A blog discussing knowledge management and library science issues.

Friday, November 24, 2006

Digital Library Archaeology: A Conceptual Framework... by Scott Nicholson/Peripheral Thoughts – J. Colannino

Here is a 25-page article that makes the case for data mining in a library setting. Dr. Nicholson calls this “bibliomining.” Clicking on the title above will take you to a summary, my thoughts here will be more peripheral.


Data mining is a relatively new field in statistics, but one that has gained respectability. The company with the most extensive record in data mining is SAS – it is certainly the dominant company in the industry. In my work as knowledge manager for my company, I do a fair amount of data mining. So, I know firsthand that data mining is hundreds of times weaker than on-purpose experimentation, statistically speaking. It is also not strictly possible to determine causal relationships with data mining, only correlative ones. That said, some data are only available in archival form and data mining is an appropriate strategy in these cases.


In looking at the blogs of my student colleagues, I see that many of them are more concerned about the implications of data mining in general than the technology in particular. I tend to agree. The title “Digital Library Archaeology” implies a reconstructive method of artifact analysis. However, archaeology is a science that pieces together history from the remnants of the deceased; if their history is maligned it will not inure personal detriment to the subjects themselves; however, that is not the case with bibliomining if based on an archaeological paradigm. Bibliomining cannot be archaeology – cultural anthropology perhaps, but not archaeology. Although Shakespeare penned “What’s in a name…” I must concur with Mark Twain when he said “The difference between the almost right word and the right word is the difference between the lightning-bug and the lightning.” Cultural anthropology has safeguards for dealing with the habits of living persons – safeguards for anonymity. With these safeguards (and only with them) I endorse the value of bibliomining, and we can be sure this practice will become commonplace.
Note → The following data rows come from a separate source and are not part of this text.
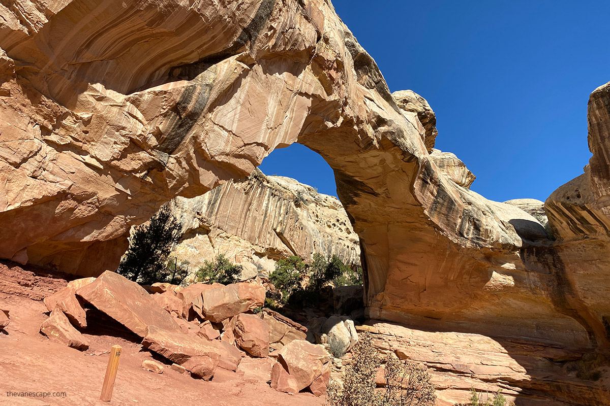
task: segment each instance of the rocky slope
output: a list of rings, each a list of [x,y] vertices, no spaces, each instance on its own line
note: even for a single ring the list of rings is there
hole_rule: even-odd
[[[314,253],[338,256],[360,265],[360,246],[343,206],[290,178],[257,170],[192,198],[177,197],[170,207],[184,236],[174,250],[196,270],[204,260],[224,254],[244,268],[242,277],[273,271],[281,258]]]
[[[429,106],[392,97],[329,0],[17,0],[0,16],[0,257],[99,275],[162,204],[298,141],[334,170],[371,318],[501,338],[532,381],[511,340],[608,346],[608,85],[586,173],[545,203],[553,239],[437,164]],[[467,388],[476,373],[456,368]],[[603,380],[561,382],[523,402],[610,402],[575,389]]]

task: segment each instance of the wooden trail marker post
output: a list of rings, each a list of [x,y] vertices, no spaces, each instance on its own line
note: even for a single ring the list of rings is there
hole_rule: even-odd
[[[114,381],[117,378],[118,361],[122,349],[123,348],[120,345],[113,345],[110,349],[110,357],[108,360],[106,376],[104,377],[104,385],[102,386],[102,395],[99,397],[104,402],[110,402],[112,399],[112,390],[114,389]]]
Now to be fair, Dr. Nicholson is constructing a scientific case, not a political one. However, scientific methods are not without political relevance or repercussion. One cannot do science in a vacuum. As a member of the American Statistical Association (ASA) I have seen willful neglect of the political ramifications in statistical debates for some time now. Most recently this was expressed in ASA’s statement on intelligent design (see my response here). Prior to this, a lengthy debate ensued about whether census data should be adjusted to reflect non-response. Statistically the answer is “Yes,” and this was reflected clearly in the pages of ASA’s periodical, AMSTAT News. However, politically the answer is “No!” or perhaps “Hell no!” as we will certainly have hell to pay if we allow any political body to monkey with census data. Great wealth, political power, and dissemination of funding are tied to census data and it is sheer political naïveté to believe that such adjustments, if allowed, will be done free from corruption.


In the same way, library and information professionals cannot afford to treat their science as if it were part of some non-overlapping magisteria, to borrow Gould’s phrase. Without some clear ethical requirement to destroy all personally identifying information before analysis, bibliomining will become as misused as social security records were barely 60 years ago in Executive Order 9066. Academics should begin to use the their tenure as it was intended – as a foil to tyranny – in order to argue forcefully for practices and legislation to thwart the unwarranted political intrusions that their research may justifiably be imagined to empower. Unless they do, they are only doing half their job. Indeed, those of us without such a protection should argue just as forcefully, for what does it profit a man if he gains the whole world but lose his soul?